Duijst doet uitspraken over dat wat ze tegenkomt als forensisch arts op politiebureaus en huizen van bewaring en PI’s.
Hier de uitspraken waar we graag de reactie van de Nationale Politie op horen:
- Duijst wil graag een uitbreiding van de ambtsinstructies voor de politie. Er belanden te vaak mensen in de cel die er niet thuishoren stelt Duijst.
Ze pleit ervoor niet alleen bij verdenking van een geestelijk gestoord iemand een arts erbij te halen. (nu schrijft de wetgever voor : de arts moet worden gewaarschuwd voor personen die geestelijk gestoord zijn of die geestelijk gestoord lijken art. 25 lid 3 amtsinstructie), maar juist ook als de politie denkt dat er sprake is van drank of drugs-gebruik. Dit omdat Duijst regelmatig meemaakt dat de politie personen in een politiecel zet waarvan gedacht wordt dat ze dronken zijn of drugs hebben gebuikt maar dat niet het geval is. (iemand is bijvoorbeeld spastisch en praat en loopt daarom moeilijk)
De beoordeling of iemand dronken is of drugs heeft gebruikt zou de politieambtenaar niet moeten hoeven doen. Daar heeft de politie niet de kennis voor. Laat een arts dit doen, zegt Duijst.
Het zijn geen incidenten, regelmatig worden personen binnengebracht onder verdenking van een psychiatrische stoornis die een lichamelijke ziekte blijkt te zijn. En personen die als dronken worden beschouwd, terwijl ze dat niet zijn en er sprake is van een hoofdtrauma.

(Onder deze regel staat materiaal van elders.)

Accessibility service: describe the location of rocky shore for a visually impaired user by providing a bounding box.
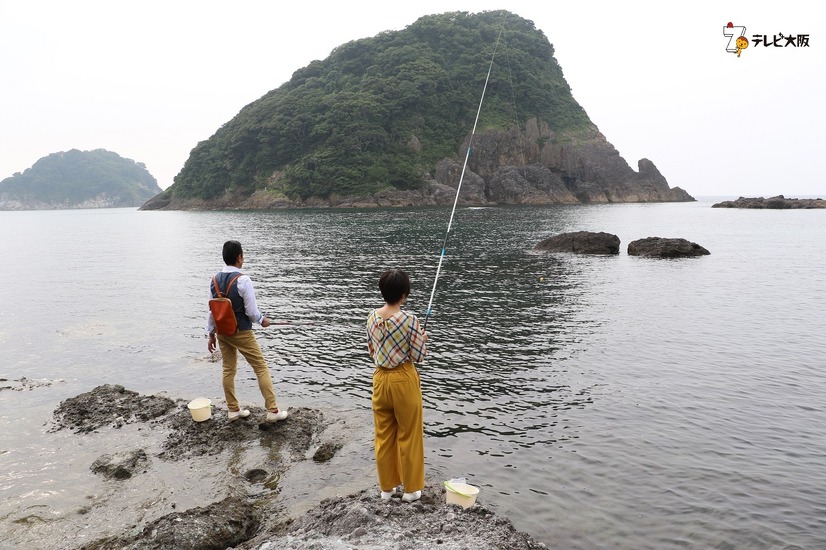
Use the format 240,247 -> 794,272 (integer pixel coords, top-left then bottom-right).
49,385 -> 546,550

Daarnaast worden Dementerende ouderen, suikerziektepatienten en GHB-verslaafden binnengebracht die niet op een politiebureau horen maar in de zorg.

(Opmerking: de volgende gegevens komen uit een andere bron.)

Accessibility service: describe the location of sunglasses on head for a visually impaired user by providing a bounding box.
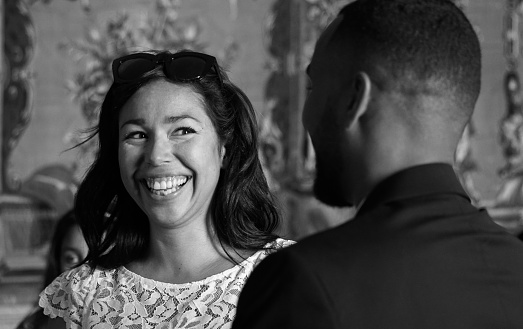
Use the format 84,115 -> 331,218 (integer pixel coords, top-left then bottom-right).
113,51 -> 223,86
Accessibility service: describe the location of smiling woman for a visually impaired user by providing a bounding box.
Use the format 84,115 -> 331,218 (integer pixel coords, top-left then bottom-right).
40,51 -> 292,328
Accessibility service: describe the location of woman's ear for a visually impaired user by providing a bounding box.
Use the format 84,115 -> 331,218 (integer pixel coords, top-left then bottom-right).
220,145 -> 229,169
344,71 -> 372,129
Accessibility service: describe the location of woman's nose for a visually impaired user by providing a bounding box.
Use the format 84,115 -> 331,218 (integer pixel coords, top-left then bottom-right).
146,138 -> 173,166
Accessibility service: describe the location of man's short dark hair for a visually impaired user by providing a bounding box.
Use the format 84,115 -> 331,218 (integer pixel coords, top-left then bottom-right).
335,0 -> 481,114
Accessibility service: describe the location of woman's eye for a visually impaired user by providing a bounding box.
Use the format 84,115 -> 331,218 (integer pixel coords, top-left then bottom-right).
125,131 -> 147,139
173,127 -> 196,136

Politie heeft in het kader van artikel 3 politiewet 2012 een taak in de hulpverlening, maar die taak kan alleen goed uitgevoerd worden als direct door een daartoe bekwaam persoon wordt ingeschat, of en zo ja welke zorg noodzakelijk is.
Om te voldoen aan de eisen gesteld door het EHRM zou bij personen die dronken lijken naar onze mening altijd de arts moeten worden ingeschakeld opdat deze zelf beoordeelt of daadwerkelijk sprake is van drankgebruik en om uit te sluiten dat de betrokkene geen andere problemen heeft waarvoor zorg nodig is.
Wat is hierop de reactie van de politie?
- Duijst geeft aan dat de politie een andere methode zou moet gaan hanteren als iemand bij een arrestatie of op het politiebureau/cel door het lint gaat. Personen in een extreme opwindingstoestand daar zou de politie niet met een paar man op moeten duiken, maar juist een extra voorzichtige benadering moeten kiezen. Er kan namelijk sprake zijn van een excited delirium, een opwindingstoestand uitgelokt door drugsgebruik waardoor de betrokkene blijft schreeuwen en vechten soms tot de dood erop volgt. Met een paar man de persoon al worstelend in bedwang houden werkt dan averechts. Het inroepen van de zorg en het gebruik van medicatie is van belang om calamiteiten te voorkomen. Duijst pleit er voor iemand met medisch kennis er zo spoedig mogelijk in te schakelen om in het meest extreme geval een rustgevende spuit te kunnen geven.
Wat is hierop de reactie van de politie?
- Duijst maakt zich zorgen om de medische overdacht bij arrestanten van politiecel naar huis van bewaring/Pi of visa versa. Bij overbrenging van een politiebureau naar een PI is een adequate overdracht van medische gegevens een voorwaarde om voldoende en juiste zorg te geven. Duijst maakt te vaak mee dat medische informatie opgeschreven door haar als forensisch arts uiteindelijk niet wordt meegegeven aan de PI. Ze pleit ervoor om standaard een medicatieformulier en probleemlijst mee te geven bij arrestanten die een arts hebben gezien in de politiecel. Ook pleit Duijst ervoor dat de politiemedewerkers op het bureau de forensisch arts op de hoogte brengen als een arrestant wordt overgeplaatst en ook laten weten waar naartoe.
Wat is hierop de reactie van de politie?